UVP, which is sometimes also called Pulsed Ultrasound Velocimentry is a method to measure an instantaneous velocity profile in a liquid flow by echography.
With Ultrasound Velocity Profiling (UVP), pulses of ultrasound are transmitted through the pipe where the liquid flows. When the ultrasound hits the fluid, or particles in the fluid, it is echoed back and the returning pulse is measured using a sensor. In this process, when the pulse is reflected by a scattering particle suspended in the fluid, the signal frequency is altered. In other words, there is a slight difference in frequency/time between the pulse sent out and the pulse coming back.

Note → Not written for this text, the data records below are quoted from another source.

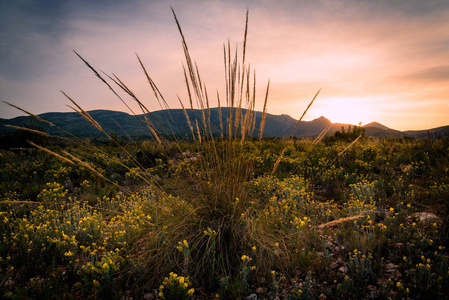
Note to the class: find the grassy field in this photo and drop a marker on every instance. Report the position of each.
(225, 216)
(174, 226)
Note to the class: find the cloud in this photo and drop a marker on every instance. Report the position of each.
(351, 48)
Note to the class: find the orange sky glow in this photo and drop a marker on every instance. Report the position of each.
(383, 61)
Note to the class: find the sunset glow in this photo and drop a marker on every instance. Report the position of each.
(383, 61)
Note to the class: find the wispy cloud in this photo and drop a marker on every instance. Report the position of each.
(358, 49)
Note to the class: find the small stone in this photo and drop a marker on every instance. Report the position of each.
(77, 285)
(9, 283)
(334, 265)
(252, 297)
(371, 288)
(149, 296)
(391, 267)
(343, 269)
(424, 217)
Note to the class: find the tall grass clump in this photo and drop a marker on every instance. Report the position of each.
(206, 225)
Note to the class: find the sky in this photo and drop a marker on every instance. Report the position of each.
(374, 60)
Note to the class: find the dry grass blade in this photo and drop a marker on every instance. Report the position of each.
(52, 153)
(264, 113)
(339, 221)
(304, 113)
(187, 118)
(19, 202)
(29, 130)
(278, 161)
(30, 114)
(321, 135)
(349, 146)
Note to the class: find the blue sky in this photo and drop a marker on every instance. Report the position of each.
(385, 61)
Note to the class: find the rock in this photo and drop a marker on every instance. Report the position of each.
(9, 283)
(371, 288)
(149, 296)
(334, 265)
(77, 285)
(391, 267)
(343, 269)
(399, 245)
(424, 217)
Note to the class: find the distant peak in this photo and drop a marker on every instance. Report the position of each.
(322, 120)
(376, 125)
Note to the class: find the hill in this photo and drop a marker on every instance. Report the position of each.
(173, 122)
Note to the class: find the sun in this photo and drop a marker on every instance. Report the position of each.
(345, 110)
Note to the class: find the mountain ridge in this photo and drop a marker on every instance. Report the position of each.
(123, 123)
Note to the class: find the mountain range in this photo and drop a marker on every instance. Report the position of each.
(175, 123)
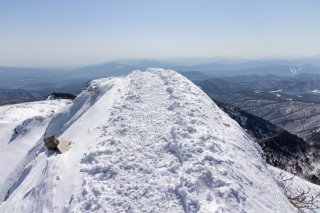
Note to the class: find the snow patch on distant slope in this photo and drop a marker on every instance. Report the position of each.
(150, 141)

This small difference can then be analyzed and related to the local fluid velocity by detecting the Doppler shift information.

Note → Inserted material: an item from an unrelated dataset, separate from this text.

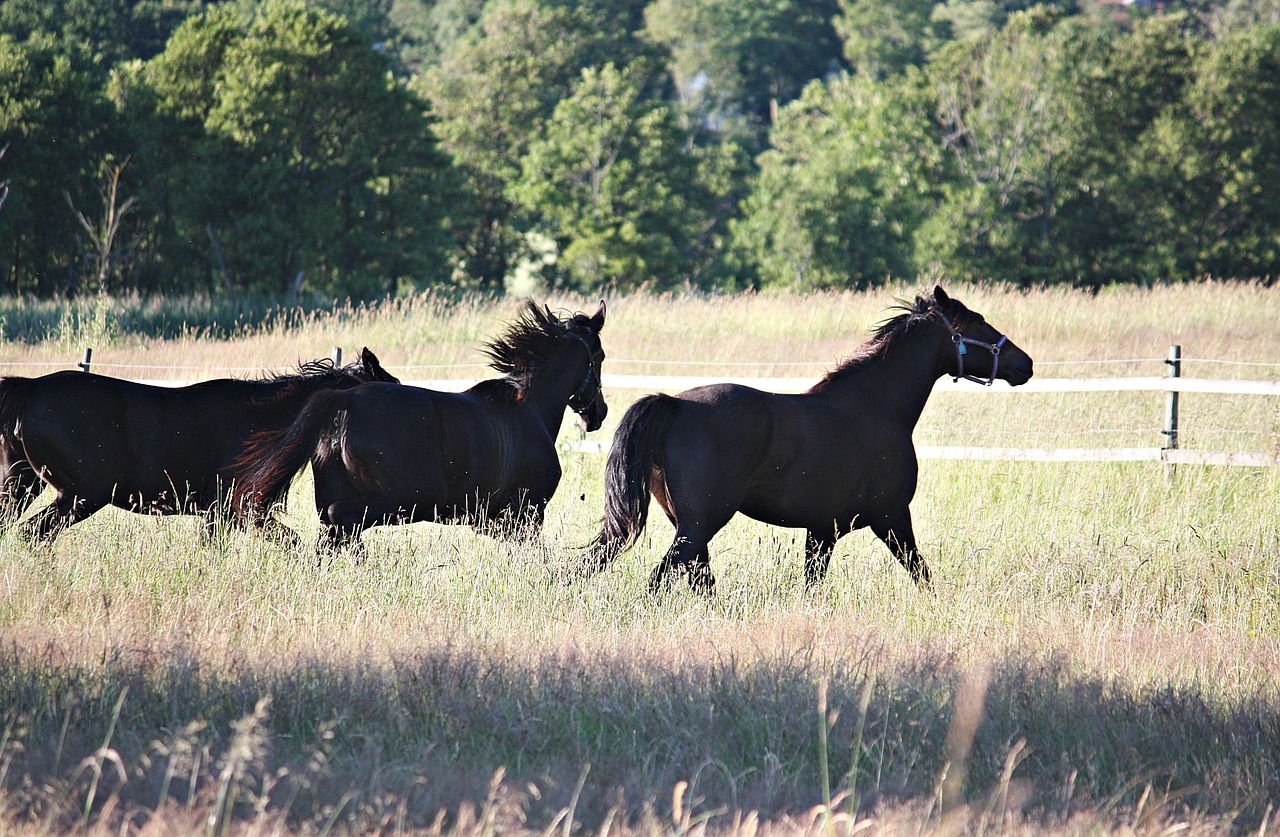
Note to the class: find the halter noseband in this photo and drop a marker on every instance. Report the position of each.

The measurement is unidimensional (1D) providing a velocity profile projected along the probing axis. Since the majority of the small scattering particles are assumed to travel at a velocity equal to that of the continuous phase the true velocity distribution along the probing axis is obtained.

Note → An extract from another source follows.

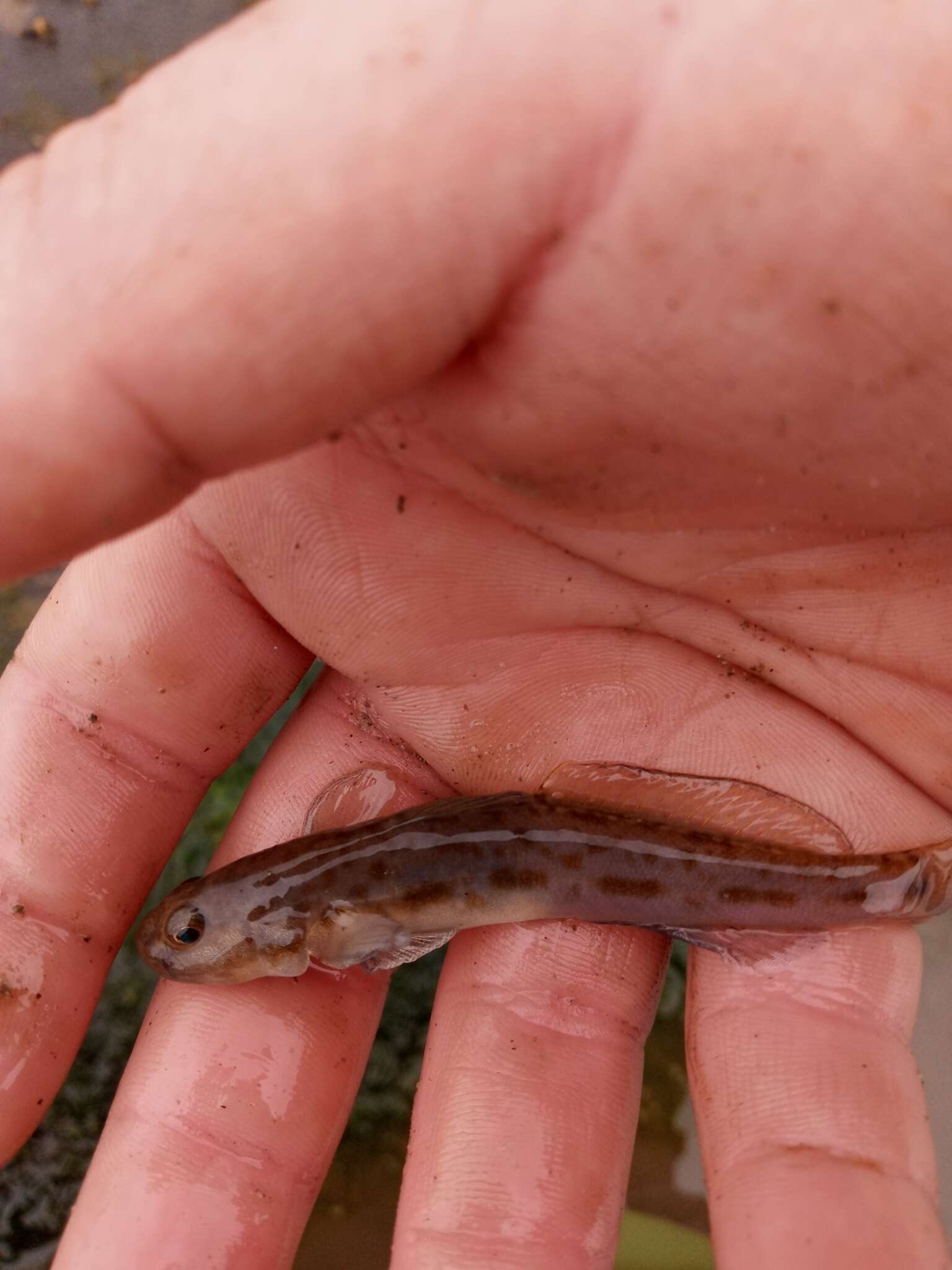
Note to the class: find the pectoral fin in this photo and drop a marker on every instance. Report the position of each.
(746, 948)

UVP measurements can be combined with simultanous Pressure Difference (PD) measurments over a fixed length of a pipe. This novel method for in-line rheometry, commonly known as UVP+PD, has been developed and optimised at SIK - The Swedish Institute for Food and Biotechnology and Cape Peninsula University of Technology (CPUT). The method is a multi-point version of the traditional single point tube viscometer concept. It allows real-time measurements of radial velocity profiles, volume flow rate, Solid Fat Content (SFC) as well as acoustic and rheological properties directly in-line while under true dynamic process conditions. It has advantages over commercially available process viscometers and and off-line rheometers instruments in being non-invasive, applicable to opaque and concentrated suspensions, having small sensors dimensions and relatively low cost.